Reid returned to the Senate on Tuesday for the first time since the accident, and will be back on Capitol Hill on Thursday, Orthman said. Following the surgery, which Reid will have performed as an outpatient, he will remain at home for the rest of next week, she said.
The prognosis comes a day after Reid, the Senate Democratic leader, made a splash with his return.
Reid met with aides in his office, conferred with others on the Senate floor, and was greeted by a standing ovation from fellow senators at a luncheon. All told he spent about three hours at the Capitol before departing for the medical appointment where he was advised to have surgery.
On Wednesday, Reid remained at his Washington home, where aides and other senators say he has monitored the Senate and weighed in on its activities by telephone.
Sen. Dick Durbin, D-Ill., the No. 2 Democratic leader, filled in on Reid’s floor duties as he has since Congress convened on Jan. 6.
Appearing in the Senate hallways, Reid, 75, wore a large bandage over his right eye and his face was bruised. No other injury was visible.
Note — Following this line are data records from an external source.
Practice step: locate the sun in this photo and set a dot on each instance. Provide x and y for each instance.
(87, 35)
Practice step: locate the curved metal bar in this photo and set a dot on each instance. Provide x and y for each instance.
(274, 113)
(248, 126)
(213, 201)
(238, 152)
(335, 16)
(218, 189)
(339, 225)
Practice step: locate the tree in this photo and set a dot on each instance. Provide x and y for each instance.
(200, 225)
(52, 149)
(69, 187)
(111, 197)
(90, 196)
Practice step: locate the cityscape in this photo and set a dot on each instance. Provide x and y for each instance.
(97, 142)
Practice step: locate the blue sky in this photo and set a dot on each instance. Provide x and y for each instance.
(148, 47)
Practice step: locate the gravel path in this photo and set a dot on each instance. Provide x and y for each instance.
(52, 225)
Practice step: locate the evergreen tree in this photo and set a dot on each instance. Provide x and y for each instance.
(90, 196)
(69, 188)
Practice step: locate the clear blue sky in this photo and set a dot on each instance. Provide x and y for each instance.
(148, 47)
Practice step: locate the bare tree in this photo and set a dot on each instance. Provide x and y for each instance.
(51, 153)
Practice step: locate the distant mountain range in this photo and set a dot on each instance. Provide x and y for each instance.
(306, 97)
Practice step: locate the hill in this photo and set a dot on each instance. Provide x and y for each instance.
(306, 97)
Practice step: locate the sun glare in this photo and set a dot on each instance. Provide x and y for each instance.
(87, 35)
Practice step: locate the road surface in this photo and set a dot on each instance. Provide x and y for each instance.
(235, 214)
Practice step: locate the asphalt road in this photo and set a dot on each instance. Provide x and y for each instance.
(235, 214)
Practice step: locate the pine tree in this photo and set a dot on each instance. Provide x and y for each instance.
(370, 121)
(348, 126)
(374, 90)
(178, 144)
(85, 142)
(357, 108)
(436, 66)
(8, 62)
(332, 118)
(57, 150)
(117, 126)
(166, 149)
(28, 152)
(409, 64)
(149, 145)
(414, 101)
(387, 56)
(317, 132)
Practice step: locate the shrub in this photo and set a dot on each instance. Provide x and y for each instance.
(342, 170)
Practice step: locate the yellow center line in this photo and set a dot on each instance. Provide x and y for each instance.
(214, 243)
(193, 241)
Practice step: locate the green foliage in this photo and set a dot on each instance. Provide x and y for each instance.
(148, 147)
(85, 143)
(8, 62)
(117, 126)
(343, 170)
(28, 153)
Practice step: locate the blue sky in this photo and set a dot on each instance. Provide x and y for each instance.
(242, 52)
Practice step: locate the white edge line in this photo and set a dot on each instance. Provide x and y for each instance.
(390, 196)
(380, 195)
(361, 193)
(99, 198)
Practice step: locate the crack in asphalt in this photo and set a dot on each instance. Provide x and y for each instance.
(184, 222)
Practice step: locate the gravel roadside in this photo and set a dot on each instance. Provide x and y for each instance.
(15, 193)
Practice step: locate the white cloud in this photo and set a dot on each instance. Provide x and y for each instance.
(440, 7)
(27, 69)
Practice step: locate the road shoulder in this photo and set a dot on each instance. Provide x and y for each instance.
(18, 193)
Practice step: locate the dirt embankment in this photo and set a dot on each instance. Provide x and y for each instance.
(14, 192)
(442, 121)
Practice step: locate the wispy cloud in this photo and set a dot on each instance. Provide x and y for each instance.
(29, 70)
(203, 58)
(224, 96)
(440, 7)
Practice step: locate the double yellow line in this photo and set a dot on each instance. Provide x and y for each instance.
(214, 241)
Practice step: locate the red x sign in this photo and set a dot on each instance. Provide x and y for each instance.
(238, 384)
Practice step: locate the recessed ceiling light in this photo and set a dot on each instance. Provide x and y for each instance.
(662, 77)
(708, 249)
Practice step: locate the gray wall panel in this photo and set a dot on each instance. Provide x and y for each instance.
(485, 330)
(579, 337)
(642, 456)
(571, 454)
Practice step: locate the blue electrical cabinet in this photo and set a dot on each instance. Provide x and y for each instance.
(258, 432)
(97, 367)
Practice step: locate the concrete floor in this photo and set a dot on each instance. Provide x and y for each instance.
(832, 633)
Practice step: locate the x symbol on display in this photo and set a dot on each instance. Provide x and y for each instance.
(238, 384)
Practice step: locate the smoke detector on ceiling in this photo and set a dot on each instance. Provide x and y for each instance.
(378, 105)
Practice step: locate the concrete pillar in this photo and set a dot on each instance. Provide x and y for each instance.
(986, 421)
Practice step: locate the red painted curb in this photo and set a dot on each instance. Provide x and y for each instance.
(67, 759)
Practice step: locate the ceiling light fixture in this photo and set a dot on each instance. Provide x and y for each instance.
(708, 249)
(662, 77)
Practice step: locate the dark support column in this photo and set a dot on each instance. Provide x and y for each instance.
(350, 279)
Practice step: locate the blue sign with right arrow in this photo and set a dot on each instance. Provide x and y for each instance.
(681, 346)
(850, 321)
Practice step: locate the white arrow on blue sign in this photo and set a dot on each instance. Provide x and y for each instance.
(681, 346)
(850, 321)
He broke four ribs, suffered a concussion and broke bones near the eye on New Year’s Day when an exercise resistance band snapped into his face and knocked him into cabinetry at his home in Henderson.
Orthman said Reid’s broken ribs “are healing well.”
Speaking Jan., 9 on KNPR, Nevada Public Radio, Reid said his eye injury was serious and fully regaining his vision was not assured. He has given no timeline for recovery.
Reid’s office provided no further information on the surgery he will undergo Monday. He has scheduled a press conference in his office Thursday when reporters are expected to ask questions about his condition.
In the meantime, Reid said on KNPR that doctors warned him not to exert his eyes.
“I’m not to be reading a bunch of emails and stuff like that because you have one bad eye and one good eye, and you overwork that good eye, it puts too much pressure on the bad eye,” Reid said at the time. “So they basically told me to be very careful in how I strain my eye.”
On Tuesday, asked how his eye was feeling, Reid said it was “doing better.” Asked if he would get his vision back, Reid said, “I hope so.”
Reid did not attend the State of the Union speech on Tuesday night. He reportedly listened to it on the radio.